In [5]:
# Embedding

# Importing Libraries
from transformers import AutoTokenizer, AutoModel
import torch
import torch.nn.functional as F
from pathlib import Path

# Mean Pooling Function
# This function is used to create a single embedding for each sentence by averaging the embeddings of all its tokens. The attention mask makes sure that padding tokens don't affect the final result.
def mean_pooling(model_output, attention_mask):
    # The first element of model_output contains the token-level embeddings
    token_embeddings = model_output[0]

    # Expanding the attention mask so it matches the size of token_embeddings
    input_mask_expanded = attention_mask.unsqueeze(-1).expand(token_embeddings.size()).float()

    # Computing the average of the embeddings for the real (non-padded) tokens
    return torch.sum(token_embeddings * input_mask_expanded, 1) / torch.clamp(input_mask_expanded.sum(1), min=1e-9)


# Loading the chunks
base = Path("data_processed/Analysis1")

chunks = []

# Loading the theory markdown file
theory_file = base / "Theory_analysis1_full.md"

if theory_file.exists():
    with open(theory_file, "r", encoding="utf-8") as f:
        text = f.read()
        chunks.append(text)

# Loading exercise markdown files
exercise_dir = base / "merged_exercises"
if exercise_dir.exists():
    for md_file in sorted(exercise_dir.glob("*.md")):
        with open(md_file, "r", encoding="utf-8") as f:
            text = f.read()
            chunks.append(text)

print("Loaded", len(chunks), "chunks from markdown files")

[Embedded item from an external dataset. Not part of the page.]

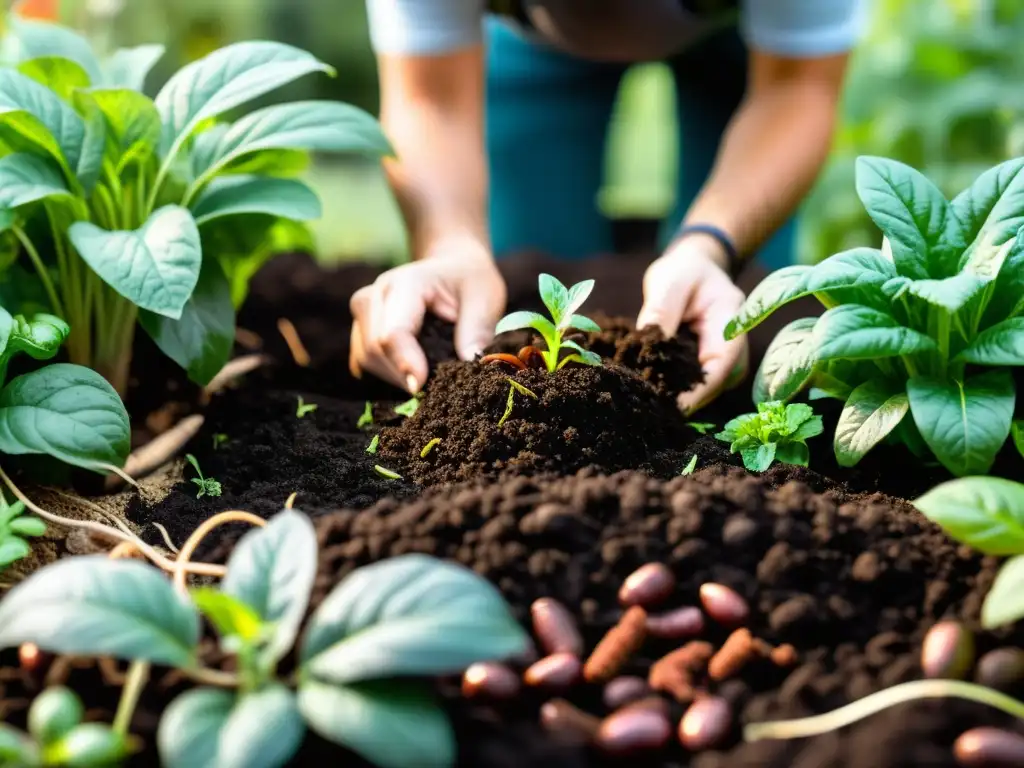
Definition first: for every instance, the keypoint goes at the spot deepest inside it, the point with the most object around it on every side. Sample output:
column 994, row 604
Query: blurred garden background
column 938, row 84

# Loading the pretrained transformer model and tokenizer from HuggingFace
tokenizer = AutoTokenizer.from_pretrained('sentence-transformers/all-MiniLM-L6-v2')
model = AutoModel.from_pretrained('sentence-transformers/all-MiniLM-L6-v2')

# Tokenizing the chunks: this gives us input IDs, attention masks, etc.
encoded_input = tokenizer(chunks, padding=True, truncation=True, return_tensors='pt')

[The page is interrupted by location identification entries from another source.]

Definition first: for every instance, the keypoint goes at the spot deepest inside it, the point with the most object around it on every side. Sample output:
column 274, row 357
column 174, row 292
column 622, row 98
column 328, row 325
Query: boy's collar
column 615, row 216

# Executing the model (no gradients needed)
with torch.no_grad():
    model_output = model(**encoded_input)

# Applying mean pooling
sentence_embeddings = mean_pooling(model_output, encodedInput['attention_mask'])

# Normalizing the embeddings
sentence_embeddings = F.normalize(sentence_embeddings, p=2, dim=1)

# Using / inspecting the embeddings (to check)
print("Shape of embeddings tensor:", sentence_embeddings.shape)
print("Number of chunks:", len(chunks))

# Printing the first chunk and embedding (to test)
print("First chunk preview:")
print(chunks[0][:500], "...")
print("\nFirst embedding vector (first 5 values):")
print(sentence_embeddings[0][:5])

Loaded 13 chunks from markdown files
Shape of embeddings tensor: torch.Size([13, 384])
Number of chunks: 13
First chunk preview:
# --- PAGE page_1 ---

# -`sleq`j_rr ?1_10 Computational and Data Science BSc HS 2023 

## Lösungen

Mathematik 1

## 1. Aussagen über Ableitungen von trigonometrischen Funktionen

| Welche der folgenden Aussagen sind wahr und welche falsch? | wahr | falsch |
| :-- | :-- | :-- |
| a) Die Ableitungen der trigonometrischen Funktionen sind nur bezüglich des <br> Gradmass definiert. | 0 | $\bullet$ |
| b) Die Ableitungen der trigonometrischen Funktionen sind nur bezüglich des <br> Bogenmass definier ...

First embedding vector (first 5 values):
tensor([-0.0605,  0.0077, -0.0434, -0.0493, -0.0028])